Member of the Provincial Assembly of the Punjab
- In office 21 July 2022 – 14 January 2023
- Preceded by: Muhammad Tahir Randhawa
- Constituency: PP-282 Layyah-III
- In office 1 June 2013 – 31 May 2018
- Preceded by: Himself
- Succeeded by: Muhammad Tahir Randhawa
- Constituency: PP-264 (Layyah-III)
- In office 9 April 2008 – 2013
- Succeeded by: Himself
- Constituency: PP-264 (Layyah-III)

Personal details
- Born: 15 May 1965 (age 61) Layyah District, Punjab, Pakistan
- Party: IPP (2023-present)
- Other political affiliations: PTI (2018-2023) PMLN (2008-2018)

= Qaisar Abbas Khan Magsi =

Pakistani politician

Sardar Qaisar Abbas Khan Magsi is a Pakistani politician who had been a Member of the Provincial Assembly of the Punjab from July 2022 till January 2023. He previously served in this role from April 2008 to April 2013 and from June 2013 to May 2018.

==Early life and education==
He was born on 15 May 1965 in Layyah District.

He has a degree of Bachelor of Arts which he obtained from Bahauddin Zakariya University.

==Political career==
He was elected to the Provincial Assembly of the Punjab as a candidate of Pakistan Muslim League (N) (PML-N) from Constituency PP-264 (Layyah-III) in the 2008 Pakistani general election.
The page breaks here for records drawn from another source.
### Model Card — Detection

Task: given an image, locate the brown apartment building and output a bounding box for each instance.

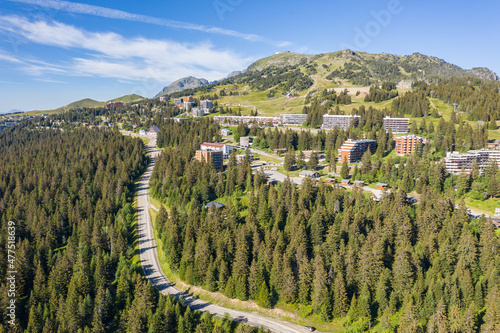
[395,135,425,155]
[195,150,223,171]
[338,139,377,163]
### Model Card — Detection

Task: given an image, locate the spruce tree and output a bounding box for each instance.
[340,158,349,179]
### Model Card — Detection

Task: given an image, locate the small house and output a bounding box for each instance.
[148,126,160,136]
[299,170,320,179]
[273,148,288,154]
[341,179,351,186]
[324,178,338,186]
[267,179,279,186]
[205,201,226,210]
[376,183,389,190]
[220,128,232,136]
[353,180,365,187]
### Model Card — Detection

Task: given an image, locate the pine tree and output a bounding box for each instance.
[311,256,328,313]
[340,158,349,179]
[397,297,422,333]
[482,286,500,333]
[333,272,348,318]
[257,282,271,308]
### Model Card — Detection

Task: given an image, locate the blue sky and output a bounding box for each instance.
[0,0,499,113]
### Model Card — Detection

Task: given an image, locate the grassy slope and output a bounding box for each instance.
[23,94,144,115]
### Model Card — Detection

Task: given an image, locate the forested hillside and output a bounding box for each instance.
[0,127,256,332]
[150,120,500,332]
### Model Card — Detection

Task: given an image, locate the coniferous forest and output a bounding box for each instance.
[0,127,258,332]
[150,120,500,332]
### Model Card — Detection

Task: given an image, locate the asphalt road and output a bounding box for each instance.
[137,137,310,333]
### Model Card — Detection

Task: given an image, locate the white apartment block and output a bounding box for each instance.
[322,115,360,130]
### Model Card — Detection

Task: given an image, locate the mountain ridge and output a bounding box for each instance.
[154,76,210,98]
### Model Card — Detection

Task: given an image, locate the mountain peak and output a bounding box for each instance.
[155,76,209,97]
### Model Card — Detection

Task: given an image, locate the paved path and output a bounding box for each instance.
[250,148,285,161]
[137,139,310,333]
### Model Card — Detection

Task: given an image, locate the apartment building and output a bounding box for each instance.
[281,113,308,125]
[338,139,377,163]
[195,149,223,171]
[214,116,282,126]
[383,117,410,133]
[159,96,169,103]
[105,102,124,109]
[322,115,360,130]
[174,98,183,106]
[200,99,213,110]
[192,108,204,117]
[183,101,194,110]
[395,135,425,155]
[444,150,490,174]
[200,142,233,159]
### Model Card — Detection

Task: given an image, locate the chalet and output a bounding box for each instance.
[267,179,279,185]
[205,201,226,210]
[220,128,232,136]
[324,178,338,185]
[299,170,320,179]
[341,179,351,186]
[148,126,160,136]
[274,148,288,154]
[353,180,365,187]
[376,183,389,190]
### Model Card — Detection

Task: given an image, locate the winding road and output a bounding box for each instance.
[137,137,310,333]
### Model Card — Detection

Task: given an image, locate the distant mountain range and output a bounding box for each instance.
[153,50,499,98]
[25,50,499,114]
[26,94,144,115]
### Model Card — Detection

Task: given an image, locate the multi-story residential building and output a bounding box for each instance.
[200,99,213,110]
[338,139,377,163]
[184,95,194,102]
[214,116,282,126]
[184,101,194,110]
[192,108,204,117]
[322,115,360,130]
[281,113,308,125]
[240,136,253,148]
[159,96,169,103]
[105,102,124,109]
[174,98,183,106]
[383,117,410,133]
[444,150,490,174]
[200,142,233,159]
[395,135,425,155]
[196,149,223,171]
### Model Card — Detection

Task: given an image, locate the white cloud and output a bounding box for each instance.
[33,78,68,84]
[7,0,290,45]
[0,15,254,83]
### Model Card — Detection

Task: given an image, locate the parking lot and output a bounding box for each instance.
[263,170,304,186]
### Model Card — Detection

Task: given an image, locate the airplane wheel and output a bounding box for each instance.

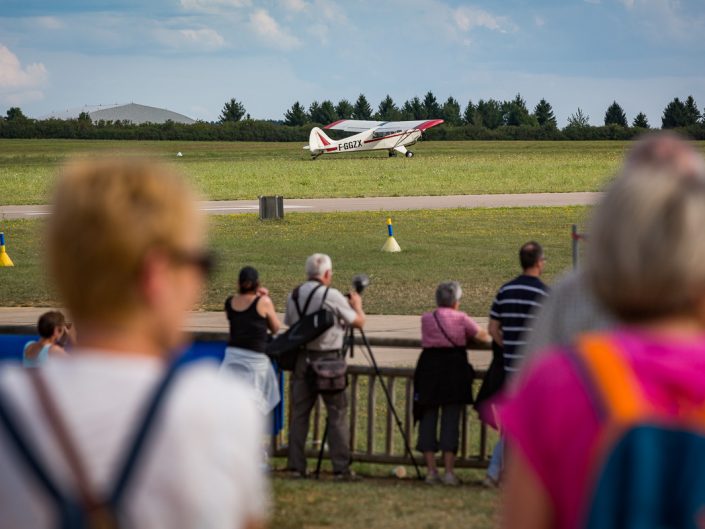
[405,151,414,158]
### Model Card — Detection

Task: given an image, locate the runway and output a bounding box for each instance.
[0,192,600,220]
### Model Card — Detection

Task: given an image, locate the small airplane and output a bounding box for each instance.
[304,119,444,159]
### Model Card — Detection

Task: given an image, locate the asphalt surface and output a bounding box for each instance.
[0,192,600,220]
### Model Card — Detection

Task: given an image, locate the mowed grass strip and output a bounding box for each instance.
[0,207,588,315]
[0,139,646,205]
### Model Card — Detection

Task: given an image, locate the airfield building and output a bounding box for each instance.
[42,103,196,124]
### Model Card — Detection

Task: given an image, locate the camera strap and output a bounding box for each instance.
[293,283,329,319]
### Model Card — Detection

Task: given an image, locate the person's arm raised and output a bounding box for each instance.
[259,296,281,334]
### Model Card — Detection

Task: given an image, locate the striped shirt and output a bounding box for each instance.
[490,275,549,373]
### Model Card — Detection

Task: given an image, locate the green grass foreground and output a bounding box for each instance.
[271,472,499,529]
[0,138,641,205]
[0,207,587,315]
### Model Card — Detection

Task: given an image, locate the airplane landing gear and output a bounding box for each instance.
[405,151,414,158]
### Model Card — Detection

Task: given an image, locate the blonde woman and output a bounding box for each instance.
[500,135,705,529]
[0,160,267,529]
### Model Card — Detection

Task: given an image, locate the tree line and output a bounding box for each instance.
[3,93,705,141]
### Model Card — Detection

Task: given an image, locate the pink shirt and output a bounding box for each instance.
[498,328,705,529]
[421,307,479,348]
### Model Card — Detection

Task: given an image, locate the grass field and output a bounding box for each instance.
[0,206,588,314]
[271,472,499,529]
[0,139,643,205]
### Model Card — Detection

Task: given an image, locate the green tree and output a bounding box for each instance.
[353,94,373,120]
[376,95,401,121]
[401,97,426,120]
[533,99,557,128]
[684,95,701,126]
[77,111,92,124]
[423,91,441,118]
[632,112,649,129]
[5,107,27,121]
[308,101,322,123]
[310,100,337,124]
[662,98,688,128]
[503,94,536,126]
[440,96,462,125]
[604,101,628,127]
[284,101,308,126]
[335,99,354,120]
[219,98,246,123]
[566,108,590,128]
[476,99,504,129]
[463,100,477,125]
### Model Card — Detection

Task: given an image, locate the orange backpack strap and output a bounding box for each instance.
[573,333,648,424]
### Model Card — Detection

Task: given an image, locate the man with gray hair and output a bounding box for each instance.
[284,253,365,479]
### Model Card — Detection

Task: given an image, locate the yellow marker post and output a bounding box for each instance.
[381,217,401,253]
[0,232,14,267]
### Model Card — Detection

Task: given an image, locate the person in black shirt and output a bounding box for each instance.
[220,266,282,415]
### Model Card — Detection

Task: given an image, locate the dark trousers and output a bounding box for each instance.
[287,351,350,474]
[416,403,462,453]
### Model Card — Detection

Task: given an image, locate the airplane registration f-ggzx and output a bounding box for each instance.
[304,119,444,159]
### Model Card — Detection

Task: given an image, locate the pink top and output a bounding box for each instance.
[421,307,479,348]
[498,328,705,529]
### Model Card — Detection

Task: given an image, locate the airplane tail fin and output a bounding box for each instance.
[308,127,336,155]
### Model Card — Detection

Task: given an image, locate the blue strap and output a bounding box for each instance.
[109,360,182,506]
[0,382,68,507]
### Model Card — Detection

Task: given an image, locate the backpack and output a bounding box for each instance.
[266,283,335,370]
[573,333,705,529]
[0,361,182,529]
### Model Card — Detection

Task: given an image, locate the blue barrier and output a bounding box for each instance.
[0,335,284,435]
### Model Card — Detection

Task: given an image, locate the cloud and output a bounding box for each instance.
[179,28,226,49]
[249,9,301,50]
[280,0,309,12]
[33,16,65,30]
[0,45,48,105]
[180,0,251,13]
[534,15,546,27]
[453,6,515,33]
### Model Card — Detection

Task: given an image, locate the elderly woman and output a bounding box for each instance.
[221,265,282,415]
[0,159,267,529]
[414,281,491,485]
[500,136,705,529]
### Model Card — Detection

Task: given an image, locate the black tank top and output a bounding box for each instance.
[225,296,268,353]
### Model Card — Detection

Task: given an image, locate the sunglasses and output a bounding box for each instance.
[167,248,216,278]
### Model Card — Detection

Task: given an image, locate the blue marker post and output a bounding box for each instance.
[381,217,401,253]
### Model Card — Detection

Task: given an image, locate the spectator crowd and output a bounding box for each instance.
[1,130,705,528]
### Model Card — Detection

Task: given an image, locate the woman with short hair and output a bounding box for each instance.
[0,159,267,529]
[500,136,705,529]
[221,265,282,415]
[414,281,491,485]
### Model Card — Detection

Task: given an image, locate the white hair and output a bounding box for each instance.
[305,253,332,279]
[436,281,462,308]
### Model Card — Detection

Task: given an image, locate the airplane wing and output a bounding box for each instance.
[324,119,444,133]
[323,120,386,132]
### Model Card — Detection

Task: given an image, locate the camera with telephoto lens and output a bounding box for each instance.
[352,274,370,294]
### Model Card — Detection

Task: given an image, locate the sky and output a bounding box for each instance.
[1,0,704,126]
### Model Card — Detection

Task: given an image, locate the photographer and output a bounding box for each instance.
[285,253,365,480]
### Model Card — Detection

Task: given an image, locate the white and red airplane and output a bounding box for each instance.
[304,119,444,159]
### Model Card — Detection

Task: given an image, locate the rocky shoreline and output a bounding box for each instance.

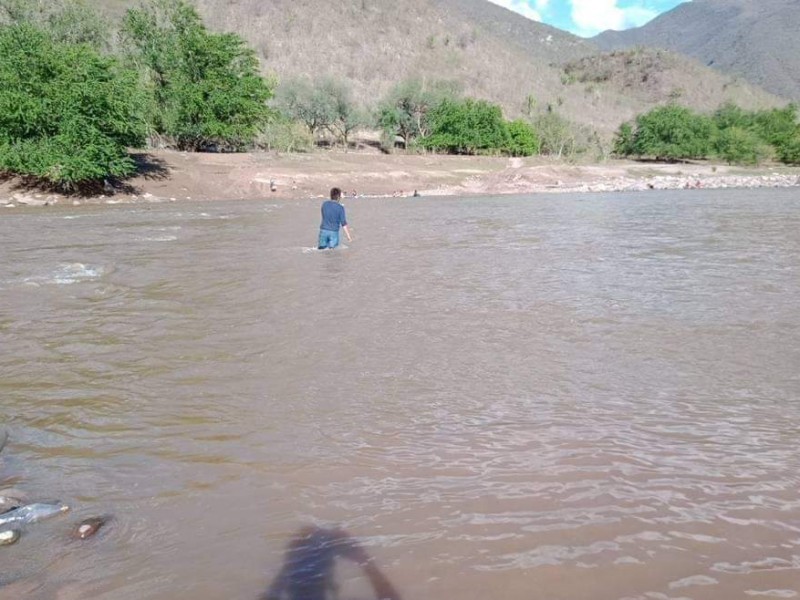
[543,172,800,195]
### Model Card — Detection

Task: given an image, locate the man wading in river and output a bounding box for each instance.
[318,187,353,250]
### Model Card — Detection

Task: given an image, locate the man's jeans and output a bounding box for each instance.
[318,229,340,249]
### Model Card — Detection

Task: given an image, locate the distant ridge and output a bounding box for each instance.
[594,0,800,101]
[100,0,783,135]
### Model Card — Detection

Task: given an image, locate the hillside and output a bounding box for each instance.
[594,0,800,101]
[97,0,782,137]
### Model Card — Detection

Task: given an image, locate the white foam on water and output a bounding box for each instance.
[22,263,105,286]
[712,556,800,574]
[745,591,798,598]
[137,236,178,242]
[669,575,718,589]
[301,244,349,254]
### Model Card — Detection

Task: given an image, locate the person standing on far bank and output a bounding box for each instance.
[318,187,352,250]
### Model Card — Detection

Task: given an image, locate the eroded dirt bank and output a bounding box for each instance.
[2,150,798,207]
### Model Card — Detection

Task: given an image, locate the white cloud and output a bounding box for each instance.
[570,0,658,36]
[487,0,543,22]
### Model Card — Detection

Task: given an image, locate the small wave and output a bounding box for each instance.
[713,556,800,574]
[669,575,718,589]
[136,236,177,242]
[21,263,104,286]
[302,244,349,254]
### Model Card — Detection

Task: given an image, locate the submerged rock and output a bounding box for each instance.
[72,516,109,540]
[0,502,69,527]
[0,496,23,514]
[0,529,20,546]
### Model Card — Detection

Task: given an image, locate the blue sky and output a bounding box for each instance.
[487,0,690,37]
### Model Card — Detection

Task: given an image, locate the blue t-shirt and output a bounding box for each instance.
[320,200,347,232]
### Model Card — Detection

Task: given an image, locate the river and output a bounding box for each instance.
[1,189,799,599]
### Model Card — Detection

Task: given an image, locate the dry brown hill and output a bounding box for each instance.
[97,0,783,137]
[594,0,800,101]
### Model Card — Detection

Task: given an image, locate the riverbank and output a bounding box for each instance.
[2,150,798,207]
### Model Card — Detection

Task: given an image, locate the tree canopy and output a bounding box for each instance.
[376,79,460,149]
[617,102,800,165]
[122,0,274,151]
[0,24,145,187]
[627,104,714,161]
[420,99,510,155]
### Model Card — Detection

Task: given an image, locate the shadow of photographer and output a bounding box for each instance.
[262,526,401,600]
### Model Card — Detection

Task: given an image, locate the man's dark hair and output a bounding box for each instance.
[330,187,342,201]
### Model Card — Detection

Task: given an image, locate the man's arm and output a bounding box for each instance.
[340,205,352,242]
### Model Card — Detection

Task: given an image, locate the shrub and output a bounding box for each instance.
[713,102,754,131]
[612,122,635,156]
[0,25,145,188]
[713,126,769,165]
[505,120,539,157]
[0,0,110,49]
[254,120,314,153]
[533,111,585,158]
[752,104,797,147]
[776,129,800,165]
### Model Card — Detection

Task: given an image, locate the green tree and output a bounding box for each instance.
[273,78,334,137]
[713,102,754,131]
[713,126,768,165]
[751,104,798,147]
[0,25,145,188]
[534,110,584,158]
[316,78,364,149]
[376,79,460,150]
[775,128,800,165]
[274,77,365,148]
[630,105,714,160]
[419,98,510,155]
[612,121,635,156]
[505,120,539,157]
[122,0,273,151]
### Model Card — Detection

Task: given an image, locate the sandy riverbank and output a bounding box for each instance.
[2,150,799,207]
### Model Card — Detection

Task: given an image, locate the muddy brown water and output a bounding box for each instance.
[1,189,800,600]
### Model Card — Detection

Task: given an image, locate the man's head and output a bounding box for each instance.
[330,187,342,202]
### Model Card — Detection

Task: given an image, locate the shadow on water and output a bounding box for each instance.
[262,526,401,600]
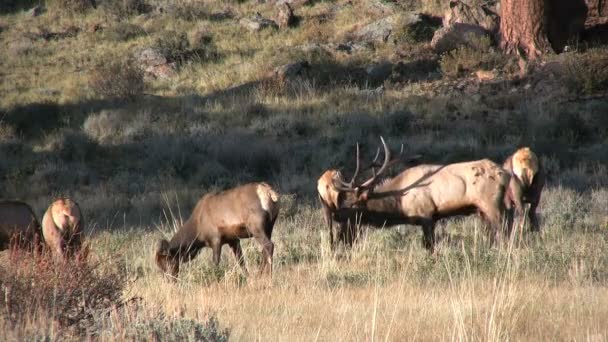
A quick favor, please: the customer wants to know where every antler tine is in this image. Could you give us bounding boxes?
[331,142,361,192]
[348,143,361,186]
[360,136,391,188]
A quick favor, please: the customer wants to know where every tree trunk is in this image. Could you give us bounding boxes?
[500,0,588,60]
[499,0,551,60]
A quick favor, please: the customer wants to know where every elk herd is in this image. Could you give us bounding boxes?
[1,138,545,279]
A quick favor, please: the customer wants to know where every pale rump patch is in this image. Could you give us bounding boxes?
[257,183,280,219]
[317,170,341,209]
[50,198,81,233]
[512,147,539,187]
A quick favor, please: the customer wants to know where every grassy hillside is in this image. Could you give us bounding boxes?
[1,0,607,340]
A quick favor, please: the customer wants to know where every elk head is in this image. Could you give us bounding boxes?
[155,239,179,279]
[332,137,404,209]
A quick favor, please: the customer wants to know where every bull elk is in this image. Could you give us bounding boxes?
[0,200,42,251]
[155,182,280,279]
[503,147,545,233]
[319,137,511,252]
[41,198,85,260]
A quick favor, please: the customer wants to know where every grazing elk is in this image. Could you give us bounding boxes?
[156,182,280,279]
[41,198,85,260]
[322,137,511,253]
[0,200,42,252]
[503,147,545,233]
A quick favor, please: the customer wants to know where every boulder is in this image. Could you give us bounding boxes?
[273,0,311,8]
[365,0,396,16]
[353,16,397,43]
[430,23,488,54]
[443,0,499,32]
[136,48,167,67]
[135,48,176,79]
[365,62,393,84]
[273,61,310,81]
[240,13,278,32]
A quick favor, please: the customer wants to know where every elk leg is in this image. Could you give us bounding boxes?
[319,195,335,250]
[210,241,222,267]
[254,234,274,276]
[228,240,248,274]
[484,209,503,247]
[528,193,542,232]
[422,220,436,254]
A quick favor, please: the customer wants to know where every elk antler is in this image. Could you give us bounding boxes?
[359,136,392,189]
[333,143,361,191]
[333,137,405,192]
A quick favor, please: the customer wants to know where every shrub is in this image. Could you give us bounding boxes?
[153,30,216,65]
[564,48,608,94]
[47,0,94,15]
[89,57,144,99]
[439,35,505,78]
[44,129,99,162]
[0,121,17,143]
[165,1,210,21]
[394,14,441,44]
[103,22,146,42]
[83,109,127,144]
[101,0,149,20]
[127,316,229,341]
[0,248,125,335]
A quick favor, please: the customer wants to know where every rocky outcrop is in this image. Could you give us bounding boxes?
[240,13,278,32]
[443,0,499,33]
[431,23,488,53]
[353,16,397,43]
[135,48,176,79]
He received 34,171 votes and defeated Sardar Shahab-ud-Din Khan.

He was re-elected to the Provincial Assembly of the Punjab as a candidate of PML-N from Constituency PP-264 (Layyah-III) in the 2013 Pakistani general election.

In April 2018, he announced to quit PMLN. He joined the Pakistan Tehreek-e-Insaf (PTI) soon after.

He ran for a seat of the Provincial Assembly of the Punjab from PP-282 Layyah-III as a candidate of the PTI in the 2018 Punjab provincial election, but was defeated by Muhammad Tahir Randhawa, an independent candidate.

He was elected to the Provincial Assembly of the Punjab from PP-282 Layyah-III as a candidate of the PTI in the July 2022 Punjab provincial by-election. He defeated Muhammad Tahir Randhawa, a candidate of the PML(N).

On 18 May 2023, he left the PTI due to the 2023 Pakistani protests. He joined the Istehkam-e-Pakistan Party (IPP) on 8 June 2023.